Dealing with RAD (Reactive Attachment Disorder) as an adoptive parent is no easy task, and understanding it is just as difficult. The chart above says it all. RAD goes beyond any other severe disorder. So let me break it down for you; RAD may be described as followed:
– The inability to form a close bond, even over a long period of time;
– Difficulty in showing or receiving affection;
– Difficulty in making friends; and
– Often results in bitterness and/or rage towards caregiver(s).
So I wouldn’t say it is as much of an inability, but it is rather a struggle for these children to build a close bond with their caregivers. There is still hope, though. Nothing is impossible.
So what becomes of RAD? What causes it? I like to describe it as a “Disturbed Attachment Cycle.” When a child is in an abusive home, is not fed, is not nurtured, and is not shown affection or any attention, trust is not developed, and as a result RAD is developed.
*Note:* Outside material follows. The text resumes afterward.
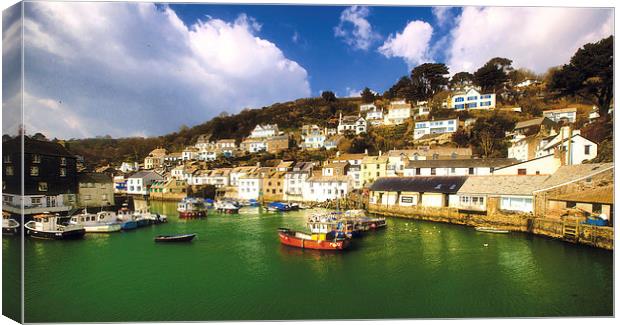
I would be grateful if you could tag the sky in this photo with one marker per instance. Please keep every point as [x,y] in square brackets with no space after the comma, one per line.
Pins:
[143,69]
A wide range of ages deal with RAD. Although it is most common among teenagers, infants can also be diagnosed with it. According to The Help Guide, the most common symptoms of infants and toddlers includes:
- Avoids eye contact
- Doesn’t smile
- Doesn’t reach out to be picked up
- Rejects your efforts to calm, soothe, and connect
- Doesn’t seem to notice or care when you leave them alone
- Cries inconsolably
- Doesn’t coo or make sounds
- Doesn’t follow you with his or her eyes
- Isn’t interested in playing interactive games or playing with toys
- Spend a lot of time rocking or comforting themselves
If you begin to see these signs in your foster/adopted child, please do not be afraid to reach out to a family therapist. And as The Help Guide states, “Try to remember that your adopted child isn’t acting out because of lack of love for you. Their experience hasn’t prepared them to bond with you, and they can’t yet recognize you as a source of love and comfort. Your efforts to love them will have an impact—it just may take some time.”